I love that Shaun and the dog are such good friends. I would kill the girls if it was me. Touching a new TV is huge, especially if they mess it up. Good luck with the weight loss and caffiene, I am not one to talk, it is really hard for me too.
I am officially obese too if you look at my BMI. So I am right there with ya! I am having a really hard time getting back to the gym with the baby up all night. I can imagine how exhausted you must be with your job. I don't know how you do it. I would be so frustrated about my T.V! Can you not return it? I guess that isn't really wear and tear....
OMG...I would KILL my kids. I hope your TV isn't toast. Just hang in there lady! You've got a baby and little ones AND a job. Of course you're tired!
As far as the diet goes - that's just rough especially when you work with ppl who eat junk food. I've never been real successful with a diet. But, I have lost weight pretty successfully just cutting down portions.

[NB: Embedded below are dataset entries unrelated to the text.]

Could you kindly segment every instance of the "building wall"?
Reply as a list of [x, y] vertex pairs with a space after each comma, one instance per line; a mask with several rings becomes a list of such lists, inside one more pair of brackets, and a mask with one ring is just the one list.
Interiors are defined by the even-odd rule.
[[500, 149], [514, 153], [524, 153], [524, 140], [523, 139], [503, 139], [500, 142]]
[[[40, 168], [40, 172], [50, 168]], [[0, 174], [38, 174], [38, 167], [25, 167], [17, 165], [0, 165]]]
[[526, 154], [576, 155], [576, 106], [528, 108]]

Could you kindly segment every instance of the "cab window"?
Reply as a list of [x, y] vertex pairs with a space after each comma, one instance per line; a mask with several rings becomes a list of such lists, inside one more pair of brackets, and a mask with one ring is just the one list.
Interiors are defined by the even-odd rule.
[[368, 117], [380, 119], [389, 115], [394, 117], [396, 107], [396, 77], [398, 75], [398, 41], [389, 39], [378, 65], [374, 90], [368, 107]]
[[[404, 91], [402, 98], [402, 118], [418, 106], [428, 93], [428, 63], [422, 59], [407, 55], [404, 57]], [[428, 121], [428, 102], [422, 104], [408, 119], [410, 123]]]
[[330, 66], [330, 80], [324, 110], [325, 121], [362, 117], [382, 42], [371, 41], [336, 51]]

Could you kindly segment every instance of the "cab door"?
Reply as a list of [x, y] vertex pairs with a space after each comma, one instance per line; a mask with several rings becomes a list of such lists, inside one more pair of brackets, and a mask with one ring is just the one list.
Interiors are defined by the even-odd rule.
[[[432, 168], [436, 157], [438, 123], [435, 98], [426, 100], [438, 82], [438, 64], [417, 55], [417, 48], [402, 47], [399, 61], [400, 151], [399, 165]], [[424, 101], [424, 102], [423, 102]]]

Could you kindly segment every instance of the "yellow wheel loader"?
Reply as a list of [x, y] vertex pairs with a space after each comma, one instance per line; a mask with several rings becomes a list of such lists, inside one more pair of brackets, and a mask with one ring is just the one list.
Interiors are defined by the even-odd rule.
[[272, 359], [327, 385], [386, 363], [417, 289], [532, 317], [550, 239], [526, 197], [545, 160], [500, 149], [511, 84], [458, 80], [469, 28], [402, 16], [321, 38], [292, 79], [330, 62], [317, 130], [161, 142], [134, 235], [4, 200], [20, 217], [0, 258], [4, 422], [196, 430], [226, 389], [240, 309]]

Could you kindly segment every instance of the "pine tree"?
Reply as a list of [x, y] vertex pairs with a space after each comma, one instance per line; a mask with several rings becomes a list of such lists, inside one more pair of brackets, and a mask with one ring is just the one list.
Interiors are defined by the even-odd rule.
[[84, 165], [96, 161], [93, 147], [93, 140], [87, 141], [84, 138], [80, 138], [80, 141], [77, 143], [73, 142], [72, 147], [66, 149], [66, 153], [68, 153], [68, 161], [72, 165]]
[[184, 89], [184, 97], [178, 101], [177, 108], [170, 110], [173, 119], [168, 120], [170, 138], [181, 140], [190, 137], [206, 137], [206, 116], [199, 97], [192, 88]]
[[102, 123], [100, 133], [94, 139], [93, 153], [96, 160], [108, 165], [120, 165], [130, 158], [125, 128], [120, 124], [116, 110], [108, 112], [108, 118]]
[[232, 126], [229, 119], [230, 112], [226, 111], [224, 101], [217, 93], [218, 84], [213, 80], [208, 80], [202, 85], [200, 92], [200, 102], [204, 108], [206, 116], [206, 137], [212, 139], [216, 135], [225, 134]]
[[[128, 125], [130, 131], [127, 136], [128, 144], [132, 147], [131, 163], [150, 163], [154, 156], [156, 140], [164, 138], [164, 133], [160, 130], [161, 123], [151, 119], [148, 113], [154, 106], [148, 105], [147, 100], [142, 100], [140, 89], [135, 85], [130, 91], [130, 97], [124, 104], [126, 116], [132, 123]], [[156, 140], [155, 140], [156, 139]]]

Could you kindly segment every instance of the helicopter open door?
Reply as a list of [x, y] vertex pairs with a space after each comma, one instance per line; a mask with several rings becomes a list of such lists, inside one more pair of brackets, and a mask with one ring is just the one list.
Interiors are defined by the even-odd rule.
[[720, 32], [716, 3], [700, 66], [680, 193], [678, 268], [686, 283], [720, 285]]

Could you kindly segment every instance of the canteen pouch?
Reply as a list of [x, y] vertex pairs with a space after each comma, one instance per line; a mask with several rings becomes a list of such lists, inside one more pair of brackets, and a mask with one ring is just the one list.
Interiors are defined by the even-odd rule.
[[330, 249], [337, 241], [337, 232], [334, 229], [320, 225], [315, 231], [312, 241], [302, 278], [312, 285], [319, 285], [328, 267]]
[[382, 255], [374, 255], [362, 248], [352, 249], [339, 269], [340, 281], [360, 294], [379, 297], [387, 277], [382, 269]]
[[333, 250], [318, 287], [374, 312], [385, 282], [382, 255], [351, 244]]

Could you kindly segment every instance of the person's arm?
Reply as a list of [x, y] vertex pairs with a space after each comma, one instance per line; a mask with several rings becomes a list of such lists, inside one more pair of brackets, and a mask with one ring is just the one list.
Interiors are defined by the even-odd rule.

Don't know if that'd work for you but its better than making drastic changes.
I don't even know what to say about the dog vomit other than "you poor thing!" Go to a spa or something! lol
Yeah!! She IS alive a kicking still!
Ok, I have to say...get rid of the dog. They suck! And tell the DR to kiss my fat butt. Man they are rude sometimes!
Oh and the girls? I think It might be grounds for some mild child abuse...just my opinion though!
Love the stories! See, blogging is fun! You can skip the journal if you blog, the prophet said so. (K, maybe I'm pushing it here.)
Still, it's fun to hear about you and your family, especially when you're so far away. Keep giving us morsels!